Earlier this year, nivolumab was also approved in combination with ipilimumab for patients with advanced melanoma. A number of studies continue to assess nivolumab in various combinations for patients with melanoma and other types of cancer. A phase I/II study is looking at nivolumab with the anti-CD27 antibody varlilumab (NCT02335918).

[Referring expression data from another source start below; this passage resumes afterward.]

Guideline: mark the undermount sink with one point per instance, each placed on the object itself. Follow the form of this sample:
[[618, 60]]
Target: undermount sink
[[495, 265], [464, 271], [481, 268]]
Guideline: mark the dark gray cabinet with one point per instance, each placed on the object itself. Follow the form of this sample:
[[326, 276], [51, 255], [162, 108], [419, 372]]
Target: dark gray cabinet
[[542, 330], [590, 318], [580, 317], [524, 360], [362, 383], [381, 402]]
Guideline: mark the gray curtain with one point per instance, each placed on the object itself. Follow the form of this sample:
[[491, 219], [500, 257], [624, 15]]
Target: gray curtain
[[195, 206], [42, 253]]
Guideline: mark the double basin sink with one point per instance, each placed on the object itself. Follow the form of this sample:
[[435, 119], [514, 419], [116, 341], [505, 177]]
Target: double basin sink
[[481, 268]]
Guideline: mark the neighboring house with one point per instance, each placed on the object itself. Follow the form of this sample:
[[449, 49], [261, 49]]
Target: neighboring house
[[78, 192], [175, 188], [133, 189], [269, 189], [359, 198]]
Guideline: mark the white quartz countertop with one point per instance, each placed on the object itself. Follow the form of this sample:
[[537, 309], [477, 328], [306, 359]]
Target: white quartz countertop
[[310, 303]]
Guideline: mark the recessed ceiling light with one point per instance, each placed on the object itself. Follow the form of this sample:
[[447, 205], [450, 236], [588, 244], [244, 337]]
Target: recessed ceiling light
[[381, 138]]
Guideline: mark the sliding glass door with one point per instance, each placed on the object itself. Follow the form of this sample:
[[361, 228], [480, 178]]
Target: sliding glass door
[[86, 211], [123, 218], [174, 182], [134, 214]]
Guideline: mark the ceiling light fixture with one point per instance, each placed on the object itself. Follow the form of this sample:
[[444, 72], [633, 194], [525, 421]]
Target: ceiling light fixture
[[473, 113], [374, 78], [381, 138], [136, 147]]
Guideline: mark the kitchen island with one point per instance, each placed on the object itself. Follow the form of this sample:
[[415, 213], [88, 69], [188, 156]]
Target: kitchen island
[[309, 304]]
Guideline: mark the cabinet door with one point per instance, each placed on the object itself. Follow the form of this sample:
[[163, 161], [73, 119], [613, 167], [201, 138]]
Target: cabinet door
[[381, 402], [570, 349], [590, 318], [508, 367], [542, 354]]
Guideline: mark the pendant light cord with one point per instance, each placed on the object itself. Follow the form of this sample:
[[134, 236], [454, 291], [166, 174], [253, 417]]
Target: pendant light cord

Additionally, a phase II/III study is exploring nivolumab and ipilimumab with the GM-CSF agent sargramostim (NCT02339571).
In addition to melanoma, the FDA has approved nivolumab as a treatment for patients with metastatic non-small cell lung cancer following a platinum-based chemotherapy regardless of histology or PD-L1 status and for patients with renal cell carcinoma following frontline antiangiogenic therapy. The frontline monotherapy indication marks the sixth approval for nivolumab.
Two-Year Survival and Safety Update in Patients (pts) with Treatment-Naïve Advanced Melanoma (MEL) Receiving Nivolumab (NIVO) or Dacarbazine (DTIC) in CheckMate-066. Presented at the Society for Melanoma Research 2015 International Congress; November 18-21, 2015; San Francisco, CA.